All of these changes, along with book removal lists, are because of a new state law that just passed through the statehouse last session. Senate File 496 restricts school districts from educating students K-6th grade on gender identity and sexual orientation. It states that school districts won’t have books on shelves that contain “sex acts” as defined by Iowa code. The same bill also says a parent must be notified if a student is using pronouns that are different than their sex on their birth certificate.

The last portion of the bill is the cause for these nickname policies. School districts have a lack of guidance from the State Department of Education and are interpreting the law strictly.

“The law is very general and when interpreting the law, it addresses any change in a child’s name that they wish to be called. And so if that was the intent of the legislature, which is very specific and very narrow, they needed to have written that in,” said Mike Beranek, the president of the Iowa State Education Association (ISEA).

School districts have been following guidance from their own legal counsel and counsel from the ISEA and the Iowa Association of School Boards (IASB). The IASB has recommended that schools apply this nickname policy in order to comply with the new law.

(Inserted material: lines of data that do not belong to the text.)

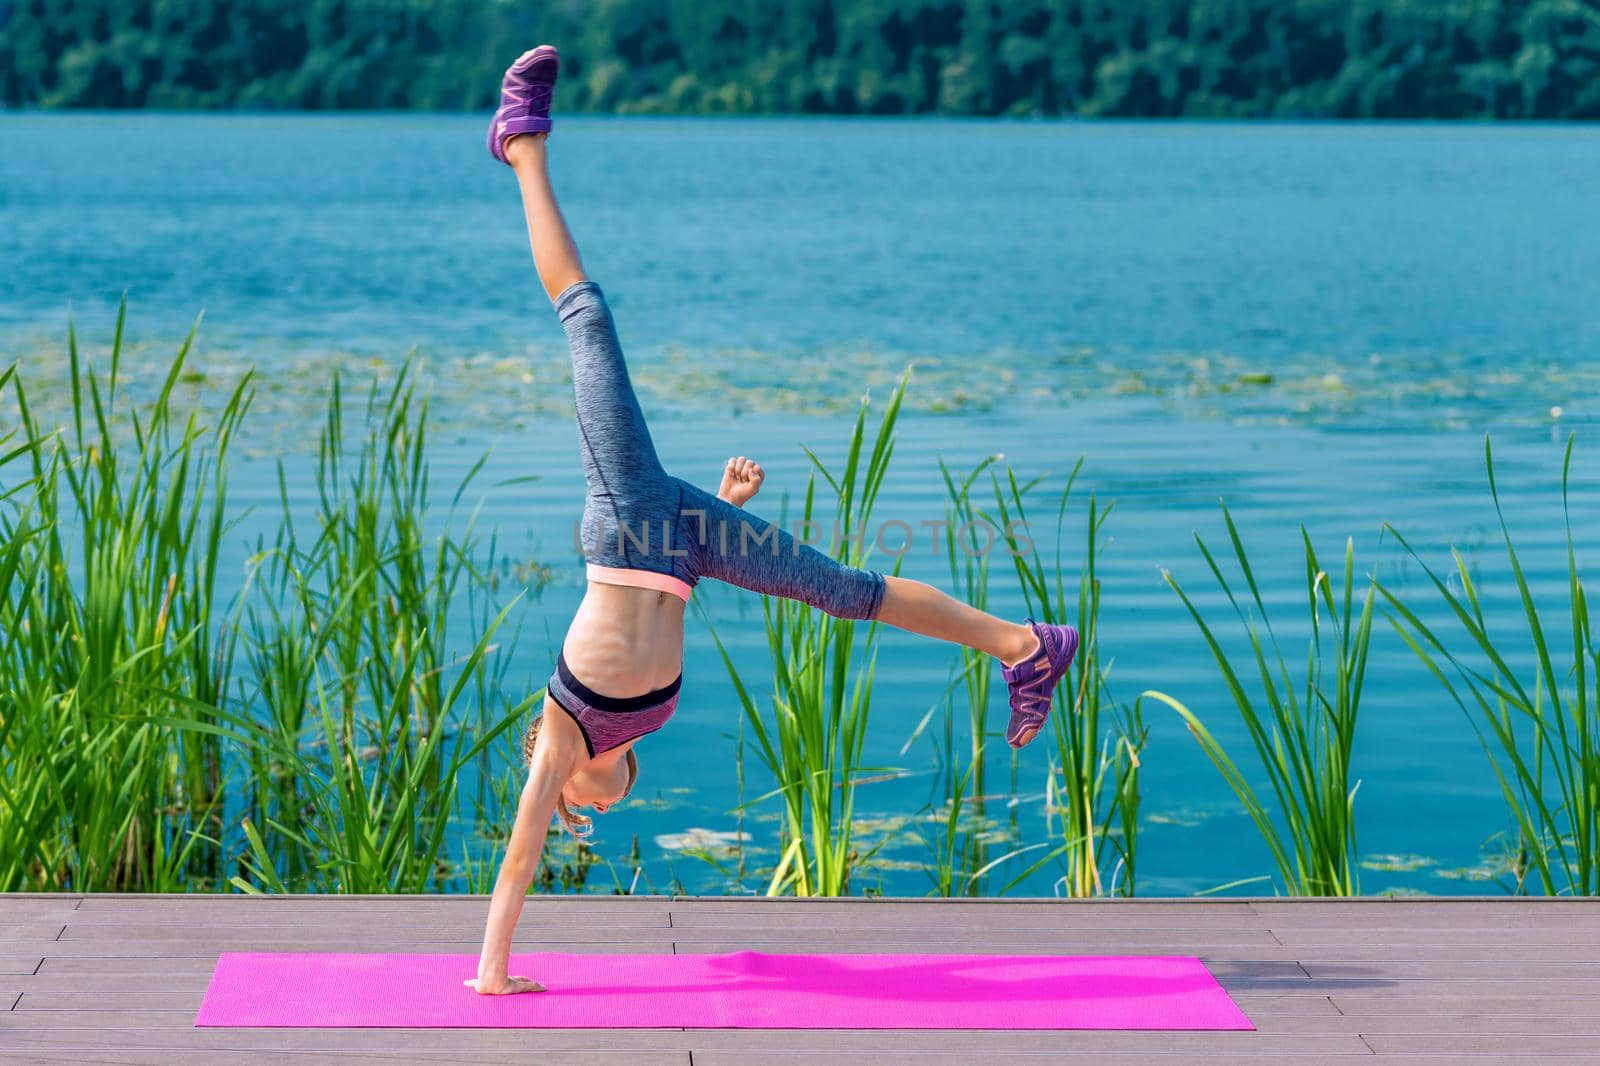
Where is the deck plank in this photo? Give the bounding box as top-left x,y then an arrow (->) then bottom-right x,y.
39,958 -> 230,976
14,992 -> 203,1012
691,1049 -> 1376,1056
666,930 -> 1284,948
1220,975 -> 1600,995
1301,960 -> 1600,978
1270,1014 -> 1600,1036
677,1030 -> 1377,1054
1331,993 -> 1600,1016
1287,947 -> 1600,966
32,939 -> 675,957
666,905 -> 1266,929
1361,1033 -> 1600,1057
1284,930 -> 1600,949
0,910 -> 79,925
0,1028 -> 703,1051
667,897 -> 1258,909
66,900 -> 669,921
666,939 -> 1287,953
1250,898 -> 1593,912
1,995 -> 1346,1023
9,976 -> 213,993
0,898 -> 82,911
3,1053 -> 687,1066
68,895 -> 665,911
0,1022 -> 1362,1055
57,919 -> 668,939
1263,913 -> 1600,929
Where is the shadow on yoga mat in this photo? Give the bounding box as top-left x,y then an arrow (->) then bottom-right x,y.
197,951 -> 1254,1030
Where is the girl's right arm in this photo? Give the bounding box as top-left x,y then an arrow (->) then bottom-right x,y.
465,752 -> 572,995
715,455 -> 764,508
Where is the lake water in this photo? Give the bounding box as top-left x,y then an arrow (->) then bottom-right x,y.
3,114 -> 1599,896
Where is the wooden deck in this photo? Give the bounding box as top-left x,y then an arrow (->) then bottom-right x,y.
2,894 -> 1597,1063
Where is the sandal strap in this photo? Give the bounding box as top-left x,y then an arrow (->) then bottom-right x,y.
500,114 -> 552,137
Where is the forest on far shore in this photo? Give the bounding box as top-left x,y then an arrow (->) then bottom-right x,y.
4,1 -> 1598,118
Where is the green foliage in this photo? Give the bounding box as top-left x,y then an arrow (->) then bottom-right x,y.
0,314 -> 531,893
908,453 -> 1144,899
1383,436 -> 1600,896
10,309 -> 1600,901
230,367 -> 532,893
5,1 -> 1597,117
0,303 -> 245,891
1149,506 -> 1373,896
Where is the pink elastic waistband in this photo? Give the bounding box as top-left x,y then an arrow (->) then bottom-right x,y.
586,563 -> 692,602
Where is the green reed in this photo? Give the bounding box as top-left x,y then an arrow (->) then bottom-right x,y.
1150,506 -> 1372,896
939,456 -> 1001,793
901,629 -> 993,897
916,702 -> 983,896
708,374 -> 907,896
911,455 -> 1001,895
0,316 -> 532,894
910,676 -> 1048,898
0,304 -> 248,891
1383,436 -> 1599,895
991,462 -> 1144,896
232,366 -> 530,893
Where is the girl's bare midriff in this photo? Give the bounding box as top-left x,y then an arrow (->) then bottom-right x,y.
561,581 -> 685,696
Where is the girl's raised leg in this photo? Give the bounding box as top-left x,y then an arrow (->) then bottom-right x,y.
507,134 -> 588,301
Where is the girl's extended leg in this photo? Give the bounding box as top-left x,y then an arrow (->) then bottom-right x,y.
880,574 -> 1078,747
876,575 -> 1037,664
686,485 -> 1074,747
686,487 -> 1035,662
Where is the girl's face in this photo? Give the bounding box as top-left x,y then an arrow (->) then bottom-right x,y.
563,758 -> 631,814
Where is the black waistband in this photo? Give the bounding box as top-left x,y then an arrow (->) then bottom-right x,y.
555,651 -> 681,713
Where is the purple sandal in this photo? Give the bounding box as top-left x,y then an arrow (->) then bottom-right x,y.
1001,620 -> 1080,749
487,46 -> 560,165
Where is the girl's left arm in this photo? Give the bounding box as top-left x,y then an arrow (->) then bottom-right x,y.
465,756 -> 570,995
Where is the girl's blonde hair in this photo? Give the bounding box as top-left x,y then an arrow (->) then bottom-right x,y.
523,713 -> 637,840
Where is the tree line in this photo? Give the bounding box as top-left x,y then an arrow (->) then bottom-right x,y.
4,1 -> 1598,118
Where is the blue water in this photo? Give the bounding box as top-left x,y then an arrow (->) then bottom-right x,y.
4,114 -> 1599,896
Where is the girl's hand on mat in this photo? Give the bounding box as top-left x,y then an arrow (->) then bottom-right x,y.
464,975 -> 545,995
717,455 -> 765,508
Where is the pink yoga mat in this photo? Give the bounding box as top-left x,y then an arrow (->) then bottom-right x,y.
196,951 -> 1253,1030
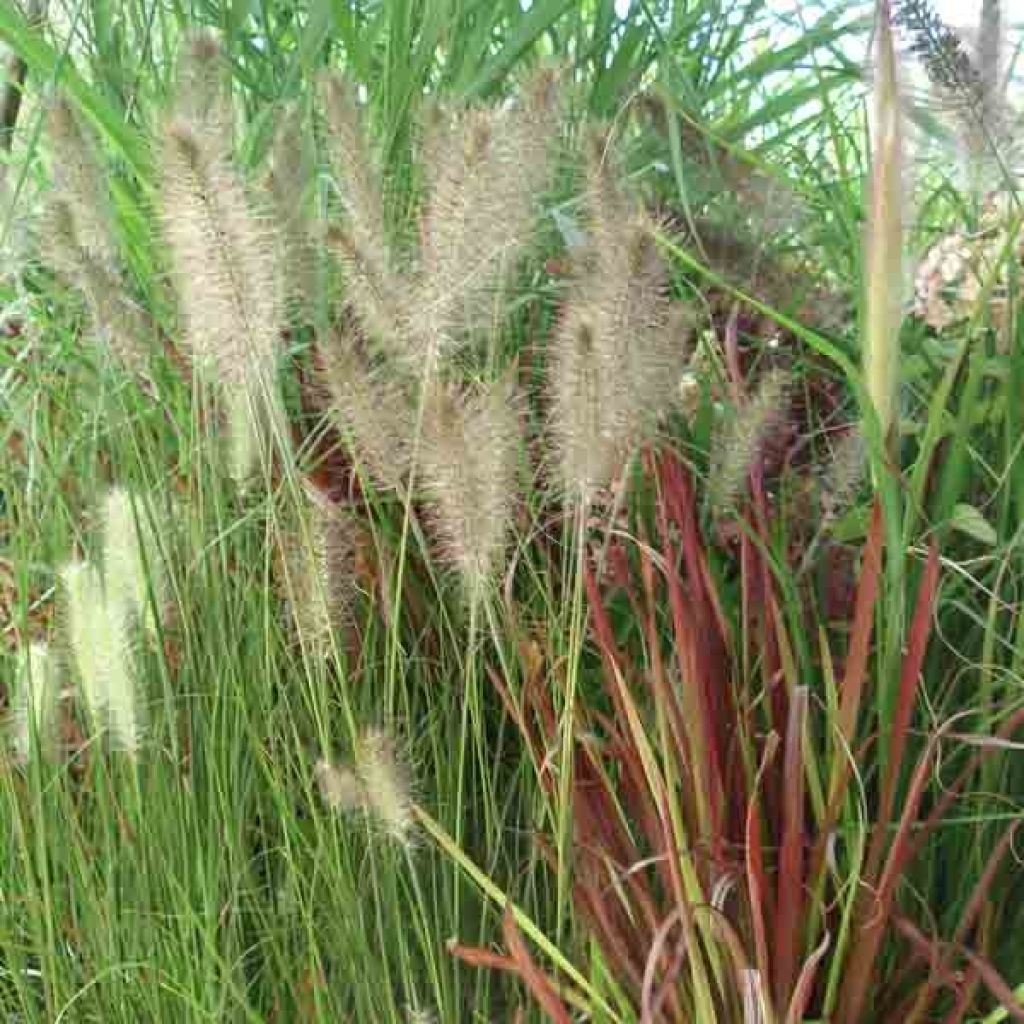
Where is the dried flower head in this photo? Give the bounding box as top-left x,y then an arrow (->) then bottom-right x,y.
549,177 -> 689,504
316,727 -> 415,845
420,375 -> 521,600
709,369 -> 791,515
45,95 -> 118,271
61,560 -> 142,753
320,326 -> 414,491
267,104 -> 319,325
10,642 -> 60,762
160,114 -> 288,481
413,68 -> 560,364
278,490 -> 358,655
102,487 -> 168,641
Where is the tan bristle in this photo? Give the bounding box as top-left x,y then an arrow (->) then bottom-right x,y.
173,28 -> 232,136
45,95 -> 118,271
709,369 -> 790,515
315,759 -> 365,812
420,375 -> 521,600
316,728 -> 415,846
413,71 -> 560,363
61,560 -> 143,754
320,326 -> 413,491
160,114 -> 288,479
355,727 -> 415,845
319,73 -> 404,351
267,104 -> 318,325
549,176 -> 688,503
279,492 -> 358,655
10,642 -> 60,762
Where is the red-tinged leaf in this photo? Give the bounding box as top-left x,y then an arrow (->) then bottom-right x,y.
486,663 -> 543,772
784,929 -> 831,1024
836,498 -> 884,776
953,822 -> 1020,948
941,966 -> 982,1024
774,687 -> 808,1008
959,947 -> 1024,1022
637,536 -> 691,779
906,823 -> 1024,1020
502,906 -> 574,1024
876,541 -> 940,844
836,720 -> 948,1024
724,306 -> 746,403
575,878 -> 649,997
652,460 -> 727,861
908,705 -> 1024,866
746,733 -> 780,985
891,916 -> 947,989
448,940 -> 519,973
641,908 -> 689,1024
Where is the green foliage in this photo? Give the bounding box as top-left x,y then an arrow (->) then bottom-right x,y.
2,1 -> 1024,1023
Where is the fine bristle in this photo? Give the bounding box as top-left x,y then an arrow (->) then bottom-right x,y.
45,95 -> 118,271
355,727 -> 415,844
10,642 -> 60,762
42,104 -> 154,376
267,104 -> 319,324
414,70 -> 560,362
315,759 -> 365,812
326,226 -> 411,364
320,326 -> 414,491
420,376 -> 521,600
709,369 -> 791,515
102,488 -> 168,640
316,728 -> 415,846
160,114 -> 288,479
548,159 -> 689,503
820,429 -> 866,522
320,73 -> 405,351
173,28 -> 233,136
160,116 -> 281,383
61,560 -> 143,754
279,491 -> 359,655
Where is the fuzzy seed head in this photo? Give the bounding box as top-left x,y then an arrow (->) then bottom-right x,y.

However, one of the state republican lawmakers who was critical in passing the legislation, said this is not how the law should be interpreted or applied.

“This portion of the bill is intended to make sure that schools can’t hide a child’s gender transition from their parents. The requirement of approval over a student’s name change only applies when it is ‘intended to affirm the student’s gender identity.’ Nicknames aren’t and never were a part of this bill.”

“Schools should never be keeping secrets from parents about their children. Unfortunately, some Iowa school districts had policies that intentionally kept parents in the dark about their own child’s life. Thanks to Iowa House Republicans, that will no longer be the case.

Iowa State Representative Skyler Wheeler, (R), District 4 from Orange City

Representative Wheeler was the chair of the Iowa House Education committee just last session when the bill was passed.